Compagnie Off - Paraboles, pièce pour soprano et dispositif vidéo interactif
Six paraboles géantes deviennent le support d’une rencontre certaine entre le son et l’image, la musique des étoiles en pleine recomposition et la voix lyrique d’une soprano clonée à l’infini. L’écoute de l’immensément lointain nous aide-t-elle à percevoir l’infiniment proche ?
Par la captation de messages destructurés provenant du cosmos, décodés, interprétés par la voix humaine d’une soprano, une partition concrète se compose. À l’aide d’un logiciel interactif audio et vidéo, la présence visuelle et sonore de la chanteuse, septième planète du système ainsi mis en place, est augmentée par 6 clones d’elle-même. Ces doubles sont projetés sur d’immenses antennes paraboliques installées dans l’espace public – supports d’image et de diffusion sonore de part et d’autre de l’interprète.
Coup de bol, le spectacle commence peu après mon arrivée. Enfin, coup de bol, suis pas sûr...
L'image de la soprano suspendue entre terre et ciel était reproduite sur les six paraboles, chacune répondant aux autres.
- C'est Marie
- Non, Marie ne sait pas
- Ce n'est pas Marie
Cela dit, techniquement, c'était une belle performance. Artistiquement, c'est plus discutable...
Retour sur la ligne 14, à Madeleine, pour une oeuvre que je tenais à voir :
Paul Cox - Par-dessus le marché
Le marché d’Aguesseau se transforme en un onirique village de lampions luminescents, invitant au calme et à la promenade.
Le hold-up de la soirée.
Mais une certaine agitation rodait autour de l'église. Ni une, ni deux, je me mets derrière la file, l'attente ne sera pas bien longue...
Les Souffleurs commandos poétiques - La Confidence des oiseaux de passage
La Confidence des oiseaux de passage est l’installation d’une forêt sensible peuplée d’oiseaux polyglottes. Ces oiseaux mystérieux en savent long sur les hommes, qu’ils survolent depuis la nuit des temps.
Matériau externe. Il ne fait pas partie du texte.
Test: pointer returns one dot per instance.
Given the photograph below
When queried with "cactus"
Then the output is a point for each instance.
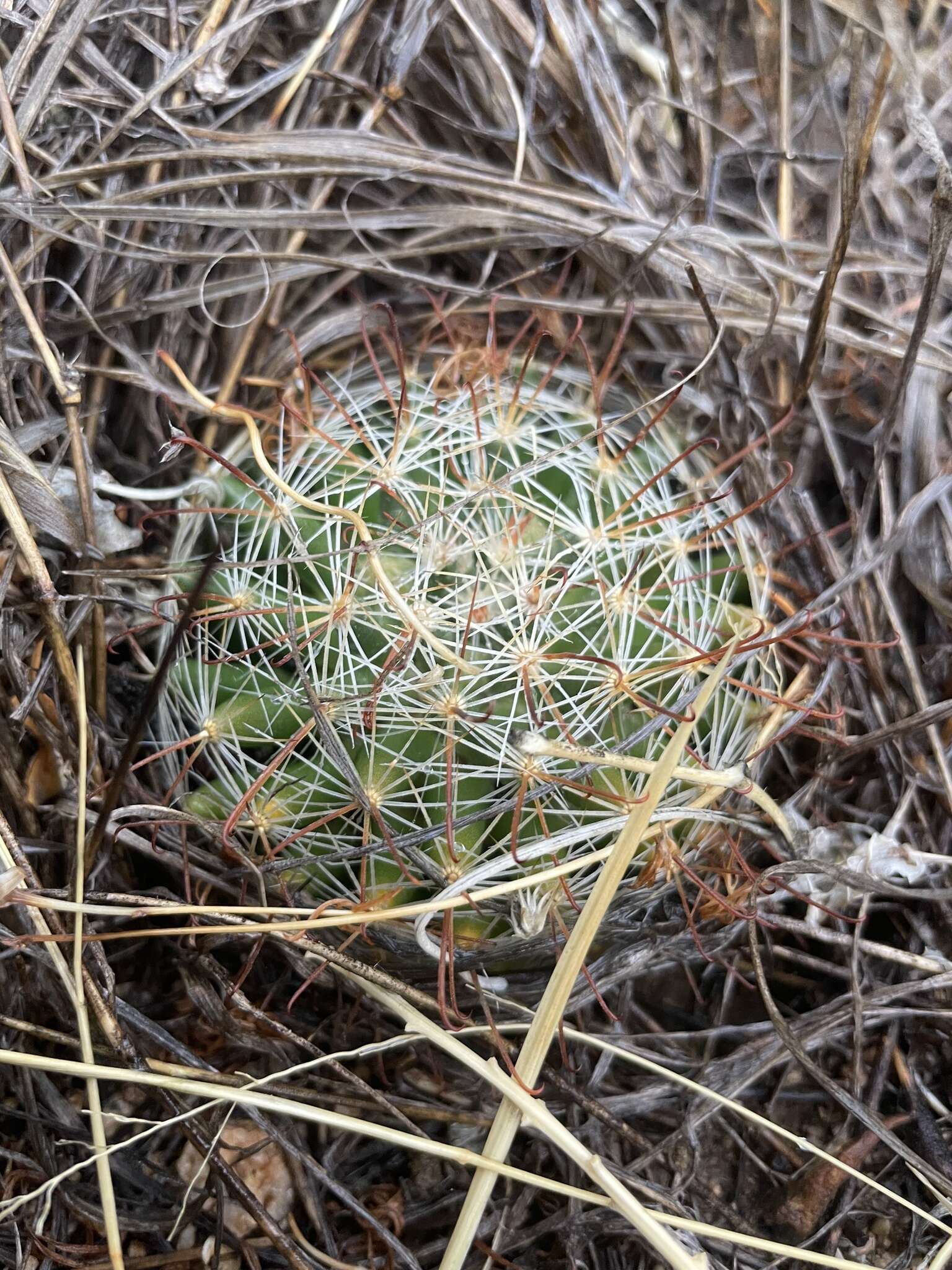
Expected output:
(508, 561)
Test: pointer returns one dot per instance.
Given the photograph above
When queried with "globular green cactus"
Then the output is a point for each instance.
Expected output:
(460, 559)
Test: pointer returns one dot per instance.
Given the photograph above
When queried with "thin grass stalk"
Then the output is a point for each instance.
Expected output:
(566, 972)
(107, 1196)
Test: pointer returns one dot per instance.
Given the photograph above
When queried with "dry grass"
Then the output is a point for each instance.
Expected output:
(753, 195)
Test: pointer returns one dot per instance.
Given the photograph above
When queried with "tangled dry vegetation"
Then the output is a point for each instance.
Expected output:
(733, 215)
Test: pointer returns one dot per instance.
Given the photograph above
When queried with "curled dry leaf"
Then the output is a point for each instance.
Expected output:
(799, 1208)
(265, 1171)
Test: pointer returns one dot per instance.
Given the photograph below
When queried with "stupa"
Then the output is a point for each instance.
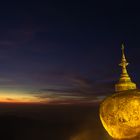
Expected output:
(120, 112)
(125, 82)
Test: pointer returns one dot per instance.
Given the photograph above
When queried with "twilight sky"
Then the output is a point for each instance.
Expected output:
(66, 51)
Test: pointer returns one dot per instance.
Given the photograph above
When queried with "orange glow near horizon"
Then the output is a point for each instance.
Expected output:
(19, 97)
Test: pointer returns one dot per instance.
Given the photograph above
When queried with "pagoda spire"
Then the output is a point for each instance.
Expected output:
(125, 82)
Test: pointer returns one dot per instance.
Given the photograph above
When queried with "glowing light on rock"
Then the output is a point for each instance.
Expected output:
(120, 113)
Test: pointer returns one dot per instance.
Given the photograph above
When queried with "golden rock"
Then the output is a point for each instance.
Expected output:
(120, 112)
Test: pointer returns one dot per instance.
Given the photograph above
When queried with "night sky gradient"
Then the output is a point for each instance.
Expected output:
(66, 51)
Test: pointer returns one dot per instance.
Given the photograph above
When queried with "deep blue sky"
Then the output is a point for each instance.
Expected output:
(66, 50)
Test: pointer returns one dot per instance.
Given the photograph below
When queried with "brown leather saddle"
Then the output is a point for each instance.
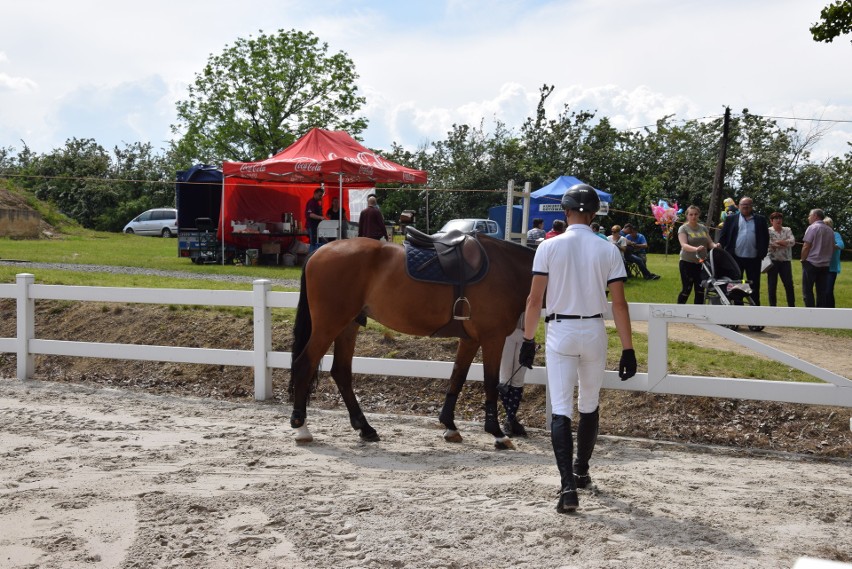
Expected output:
(452, 258)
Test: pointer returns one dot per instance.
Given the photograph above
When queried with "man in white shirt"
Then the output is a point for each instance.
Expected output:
(574, 270)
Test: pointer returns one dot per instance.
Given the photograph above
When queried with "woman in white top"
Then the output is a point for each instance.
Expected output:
(781, 243)
(695, 241)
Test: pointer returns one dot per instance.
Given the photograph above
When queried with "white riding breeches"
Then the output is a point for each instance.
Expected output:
(575, 356)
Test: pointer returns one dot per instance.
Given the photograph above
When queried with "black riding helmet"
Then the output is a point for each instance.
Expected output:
(581, 197)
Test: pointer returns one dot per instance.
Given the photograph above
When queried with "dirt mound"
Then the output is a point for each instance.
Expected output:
(12, 200)
(815, 430)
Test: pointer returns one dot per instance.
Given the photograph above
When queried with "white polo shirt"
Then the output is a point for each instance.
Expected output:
(579, 265)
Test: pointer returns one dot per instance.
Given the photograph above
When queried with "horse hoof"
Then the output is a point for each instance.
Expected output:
(370, 437)
(303, 435)
(452, 436)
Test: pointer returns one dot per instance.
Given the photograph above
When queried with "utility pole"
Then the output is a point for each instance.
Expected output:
(714, 209)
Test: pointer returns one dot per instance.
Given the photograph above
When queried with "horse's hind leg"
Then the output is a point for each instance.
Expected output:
(464, 356)
(492, 350)
(341, 371)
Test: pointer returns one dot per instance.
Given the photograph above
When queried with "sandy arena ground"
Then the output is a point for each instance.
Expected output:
(102, 478)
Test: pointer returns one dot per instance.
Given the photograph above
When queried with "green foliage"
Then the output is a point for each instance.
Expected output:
(835, 21)
(97, 189)
(260, 94)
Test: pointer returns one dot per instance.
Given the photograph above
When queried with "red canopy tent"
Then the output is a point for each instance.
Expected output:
(321, 156)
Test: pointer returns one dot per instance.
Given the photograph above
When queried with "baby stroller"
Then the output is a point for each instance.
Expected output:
(724, 283)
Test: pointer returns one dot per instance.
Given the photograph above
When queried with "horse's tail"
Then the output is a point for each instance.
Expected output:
(301, 328)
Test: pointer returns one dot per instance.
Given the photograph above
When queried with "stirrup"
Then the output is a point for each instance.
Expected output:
(514, 428)
(459, 306)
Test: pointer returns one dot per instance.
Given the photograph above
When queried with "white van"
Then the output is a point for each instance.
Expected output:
(161, 222)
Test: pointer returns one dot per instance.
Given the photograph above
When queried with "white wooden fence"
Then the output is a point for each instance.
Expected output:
(832, 389)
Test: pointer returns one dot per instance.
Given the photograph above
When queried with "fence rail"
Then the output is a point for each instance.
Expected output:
(833, 389)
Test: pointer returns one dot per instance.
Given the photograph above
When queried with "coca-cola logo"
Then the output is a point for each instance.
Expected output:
(308, 167)
(252, 167)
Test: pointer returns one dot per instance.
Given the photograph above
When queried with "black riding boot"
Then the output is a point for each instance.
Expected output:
(563, 449)
(511, 398)
(587, 434)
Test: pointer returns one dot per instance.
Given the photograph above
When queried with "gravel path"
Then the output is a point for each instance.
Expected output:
(291, 283)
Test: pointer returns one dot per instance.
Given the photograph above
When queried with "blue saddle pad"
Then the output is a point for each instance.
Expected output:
(424, 265)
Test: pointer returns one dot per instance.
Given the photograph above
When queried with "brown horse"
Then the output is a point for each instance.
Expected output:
(346, 280)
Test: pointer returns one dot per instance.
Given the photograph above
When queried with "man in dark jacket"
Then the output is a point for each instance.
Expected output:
(745, 235)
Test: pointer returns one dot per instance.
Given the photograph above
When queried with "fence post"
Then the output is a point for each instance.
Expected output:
(658, 346)
(26, 326)
(262, 341)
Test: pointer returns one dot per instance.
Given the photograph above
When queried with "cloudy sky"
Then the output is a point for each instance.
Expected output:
(113, 71)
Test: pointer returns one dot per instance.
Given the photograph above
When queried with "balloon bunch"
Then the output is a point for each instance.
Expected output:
(666, 215)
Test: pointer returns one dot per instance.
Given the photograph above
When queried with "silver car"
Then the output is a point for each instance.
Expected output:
(161, 222)
(487, 226)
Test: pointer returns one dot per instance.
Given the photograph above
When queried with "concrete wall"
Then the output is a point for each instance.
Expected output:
(21, 223)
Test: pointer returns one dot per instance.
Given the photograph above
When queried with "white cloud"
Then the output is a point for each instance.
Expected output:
(426, 65)
(17, 83)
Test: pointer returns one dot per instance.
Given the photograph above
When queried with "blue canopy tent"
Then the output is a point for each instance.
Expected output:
(545, 203)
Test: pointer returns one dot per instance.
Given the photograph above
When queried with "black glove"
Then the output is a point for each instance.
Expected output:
(627, 365)
(527, 355)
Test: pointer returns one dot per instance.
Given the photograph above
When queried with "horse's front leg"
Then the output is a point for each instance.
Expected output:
(464, 356)
(492, 351)
(341, 371)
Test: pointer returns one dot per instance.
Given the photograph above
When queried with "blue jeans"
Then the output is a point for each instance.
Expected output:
(829, 289)
(814, 277)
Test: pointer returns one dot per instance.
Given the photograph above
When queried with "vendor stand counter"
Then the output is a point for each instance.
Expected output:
(268, 243)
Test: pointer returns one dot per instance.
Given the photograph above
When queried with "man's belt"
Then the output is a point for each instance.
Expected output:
(559, 317)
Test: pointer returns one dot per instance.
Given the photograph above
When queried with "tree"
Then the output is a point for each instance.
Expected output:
(261, 94)
(835, 21)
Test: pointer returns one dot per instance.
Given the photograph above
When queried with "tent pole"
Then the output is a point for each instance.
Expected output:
(340, 203)
(222, 220)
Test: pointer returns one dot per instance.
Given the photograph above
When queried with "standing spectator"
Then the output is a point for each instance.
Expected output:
(537, 232)
(745, 235)
(781, 243)
(635, 250)
(695, 241)
(817, 248)
(557, 229)
(313, 215)
(371, 223)
(834, 265)
(333, 212)
(511, 388)
(570, 278)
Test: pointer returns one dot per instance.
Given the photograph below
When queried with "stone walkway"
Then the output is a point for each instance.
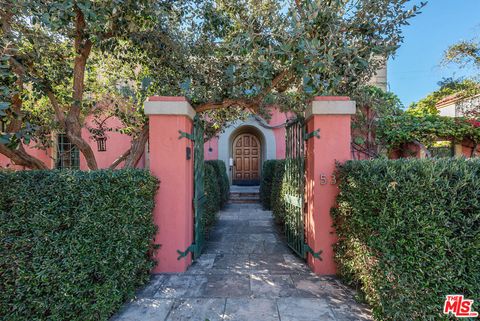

Avant de s’envoler vers d’autres contrées, ils se posent à Paris pour chuchoter du sommet des arbres leurs «tresses de langues» (en français, anglais, allemand, japonais, arabe, italien, espagnol, portugais) et dire aux promeneurs nocturnes de la forêt les immenses secrets dont ils sont porteurs et qui nous concernent, nous, hommes et femmes de notre temps ensevelis dans la voracité de nos agendas.
Comment dire ?
Tous les bancs avaient été retirés de l'église de la Madeleine, ce qui lui conférait un aspect profane intéressant. J'avais cependant du mal à garder mon sérieux. Les gens agitaient lentement les mains pour attirer vers eux les tresses de langues et les mettre à leur oreille, pendant que les oiseaux de passage prenaient des airs inspirés... du grand art, sans nul doute.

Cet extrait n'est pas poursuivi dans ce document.